The next night — most hiking will be done after dark to reduce the risk of detection, arrest and deportation back to Greece — they cross the border under the noses of a hilltop police observation post. After running in small groups across a major highway, they pitch 10 tents in Macedonia amid high spirits.



Infighting begins as one migrant, an aide to the smuggler, loses his phone and demands everyone be searched. The group traverses a mountain ridge, a road junction, cabbage fields and streams during a 40-kilometer trek that concludes at 4 a.m. under a freeway overpass. A 34-year-old Malian woman with leg pain forces the group to stop midway. Men carry her for a half-hour, then say she must walk or be left behind.

The next morning, suspicions of theft among migrants explode into shouted insults. The smuggler warns he'll march them all back to Athens if they don't make peace. They do. The weather turns increasingly harsh as heavy rains turn into snow. The two 10-month-old infants cannot be consoled in the nighttime cold and, as the group falls two days behind schedule, mounting hunger gnaws at morale.

The group is reduced to 42 as a 41-year-old Ivorian who uses a cane cannot keep walking and is left near a village to be sent back to Greece.

On the sixth night of walking, the group finally reaches the town of Nogotino, still less than halfway to the Serb border. Morale is rock bottom, with many questioning why they had attempted the trip. Some blame the women and children for slowing them down.

Two days later, the snow has worsened and some tents have broken. Afghan and Syrian migrants have beaten the Africans to abandoned buildings for shelter, and the groups don't mix for fear of being robbed.



On the ninth day, the Cameroonian mother of a 10-month-old boy says she cannot go on and they are left at night at an Orthodox church. The remaining 40 continue to follow the Vardar River north to the first large town on the route, Veles. The smuggler says they must wait until late and stick to the train tracks.

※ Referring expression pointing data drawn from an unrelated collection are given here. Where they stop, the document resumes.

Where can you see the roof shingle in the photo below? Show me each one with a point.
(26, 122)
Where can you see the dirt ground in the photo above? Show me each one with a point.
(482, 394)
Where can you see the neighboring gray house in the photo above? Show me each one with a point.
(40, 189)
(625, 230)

But after 145 kilometers (87 miles) on foot, their luck runs out. Youths spot the Africans and shout abuse at them. Two policemen appear and, once they see the large numbers of migrants, use their clubs on stragglers. Five are arrested, including the mother of the 10-month-old girl. Amid the melee, the child is carried away by another migrant. Another woman breaks her ankle as she flees and is hospitalized.

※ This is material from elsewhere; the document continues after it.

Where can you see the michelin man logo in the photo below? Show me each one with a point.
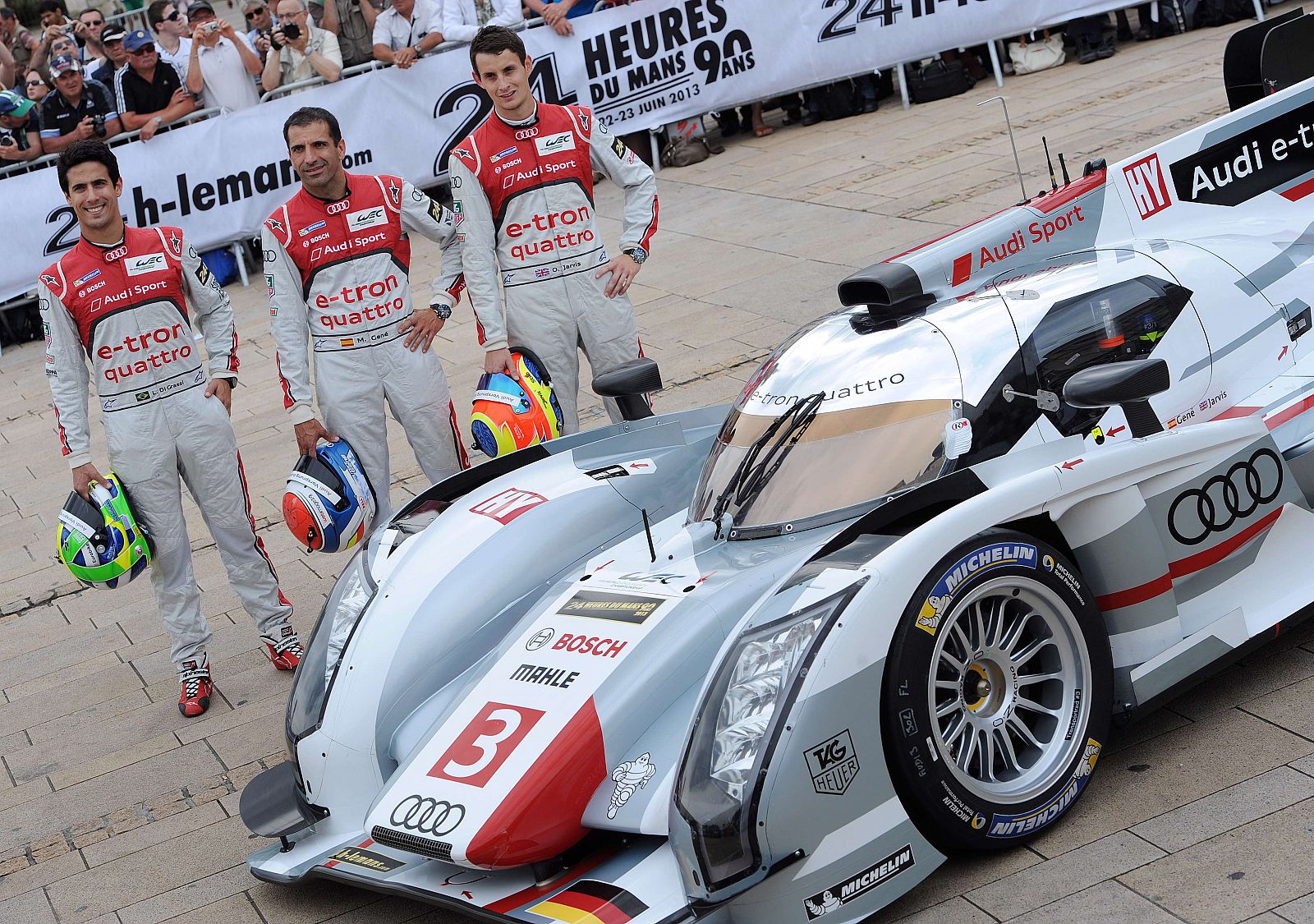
(630, 775)
(828, 903)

The next day, the smuggler and all but 13 of his group are in Macedonian custody and are shipped, with scores of Asian and Arab migrants, back to Greece in trucks.



As soon as the migrants are unloaded at the border and ordered to walk back into Greece, many of the Arabs and Asians make a prompt U-turn, dissolve into the woods and try their luck again in Macedonia. Their resilience illustrates the migrants' maxim on this trail: Every time you fall down the map, get climbing up again.

The demoralized Africans retreat to their Thessaloniki safe house to reorganize. A few, including the mother of the 10-month-old boy, quit and return to Athens.

Ten days after the Veles debacle, the smuggler sets out again with 33 clients, including the mother of the 10-month-old girl. The child is waiting on the Serbian border, part of the 13 migrants from the first trip who reached a safe house on the border with Serbia. Without children to carry, the second mission makes better time — until police arrest all of them south of Veles.

The smuggler this week has begun a third attempt involving at least 20 veterans of the first two failures. The mother separated from her child is coming. It's her third try in three weeks to reach her husband, mother and other relatives in Paris.

As the hike resumes, a handful of the migrants who evaded police at Veles have sent messages of triumph to their friends: They paid traffickers 100 euros ($110) a head to be smuggled through Serbia and are in Hungary, gateway for borderless EU travel.

Given enough chances, the smuggler says, all of them should make it.


Bennett traveled with the migrants through Greece and Macedonia. Pogatchnik reported from Berlin.